In July, Italian media reported on a widespread, well-established operation to falsify and avoid bluefin catch documents, which are meant to accompany legally caught bluefin tuna through the market. Violations with potential fines worth up to €3.6 million ($5 million) have been identified, and 70 wholesale and retail operators are under investigation. Authorities suspect that much of the tuna found through this operation was caught by driftnets.

Several steps must be taken to solve this issue. Loopholes in the Italian law must be closed, and ferrettare must be prohibited. On September 21, because of pressure from the EU, Italy revised its regulations for ferrettare, limiting their use to three miles from shore and reducing the mesh size to four inches, but keeping the permitted length at 1.5 miles. This is the latest attempt by the Italian ministry to avoid heavy sanctions that the EU is threatening to apply.
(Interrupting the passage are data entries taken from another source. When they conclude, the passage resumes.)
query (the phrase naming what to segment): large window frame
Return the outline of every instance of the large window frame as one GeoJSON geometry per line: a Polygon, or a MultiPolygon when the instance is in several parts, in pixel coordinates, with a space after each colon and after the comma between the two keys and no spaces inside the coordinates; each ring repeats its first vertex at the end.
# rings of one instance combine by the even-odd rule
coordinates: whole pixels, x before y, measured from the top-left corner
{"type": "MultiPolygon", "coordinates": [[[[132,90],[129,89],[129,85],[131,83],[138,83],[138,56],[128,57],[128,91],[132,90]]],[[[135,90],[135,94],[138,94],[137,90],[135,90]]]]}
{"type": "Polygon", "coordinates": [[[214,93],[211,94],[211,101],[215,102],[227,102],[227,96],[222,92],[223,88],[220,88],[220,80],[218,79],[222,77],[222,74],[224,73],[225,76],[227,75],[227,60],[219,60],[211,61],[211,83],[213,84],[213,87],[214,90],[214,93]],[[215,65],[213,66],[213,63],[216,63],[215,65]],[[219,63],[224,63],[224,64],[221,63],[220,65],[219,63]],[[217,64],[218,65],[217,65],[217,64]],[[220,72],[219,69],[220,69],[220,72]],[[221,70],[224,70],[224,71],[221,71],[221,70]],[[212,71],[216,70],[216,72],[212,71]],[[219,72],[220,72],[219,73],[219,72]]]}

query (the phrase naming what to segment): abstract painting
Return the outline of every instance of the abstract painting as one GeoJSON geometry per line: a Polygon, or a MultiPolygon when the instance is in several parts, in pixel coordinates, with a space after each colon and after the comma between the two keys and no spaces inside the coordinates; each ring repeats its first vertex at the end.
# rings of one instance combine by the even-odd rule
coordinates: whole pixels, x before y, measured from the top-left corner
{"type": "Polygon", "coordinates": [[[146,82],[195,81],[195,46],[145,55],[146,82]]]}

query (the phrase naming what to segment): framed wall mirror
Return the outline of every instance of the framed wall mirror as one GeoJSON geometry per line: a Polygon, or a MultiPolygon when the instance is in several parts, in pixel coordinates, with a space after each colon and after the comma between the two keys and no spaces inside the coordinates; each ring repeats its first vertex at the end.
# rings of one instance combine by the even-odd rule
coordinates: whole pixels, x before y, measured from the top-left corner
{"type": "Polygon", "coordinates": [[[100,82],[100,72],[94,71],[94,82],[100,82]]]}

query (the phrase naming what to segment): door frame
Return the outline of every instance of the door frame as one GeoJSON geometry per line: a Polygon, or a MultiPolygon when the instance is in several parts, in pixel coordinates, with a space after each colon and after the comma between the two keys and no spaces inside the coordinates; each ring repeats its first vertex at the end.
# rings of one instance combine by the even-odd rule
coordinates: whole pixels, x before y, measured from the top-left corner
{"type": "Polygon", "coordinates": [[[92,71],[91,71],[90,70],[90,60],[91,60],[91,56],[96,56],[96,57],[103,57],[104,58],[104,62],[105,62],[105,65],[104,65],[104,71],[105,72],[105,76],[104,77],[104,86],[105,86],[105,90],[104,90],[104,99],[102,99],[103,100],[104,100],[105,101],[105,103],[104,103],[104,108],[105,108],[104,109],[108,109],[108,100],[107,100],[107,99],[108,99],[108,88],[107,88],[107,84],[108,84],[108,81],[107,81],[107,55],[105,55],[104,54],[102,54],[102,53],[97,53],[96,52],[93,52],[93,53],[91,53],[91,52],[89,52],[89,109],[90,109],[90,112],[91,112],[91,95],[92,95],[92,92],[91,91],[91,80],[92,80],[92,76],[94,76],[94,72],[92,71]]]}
Given Italy’s record on enforcement, a more straightforward solution would be to ban ferrettare outright.

bluefin tuna

On September 29, the EU announced it is beginning legal proceedings against Italy for its continued use of illegal driftnets. This is encouraging, but the EU should closely monitor Italy on this issue and take necessary action if no adequate progress is made.

ICCAT must also take action. Member countries should put Italian operators who have violated driftnet regulations on its illegal, unregulated and unreported fishing vessel list. Identifying these operations, in addition to the ferrettare ban, is a step in the right direction.

Given the significant threats to marine life, this action is long overdue.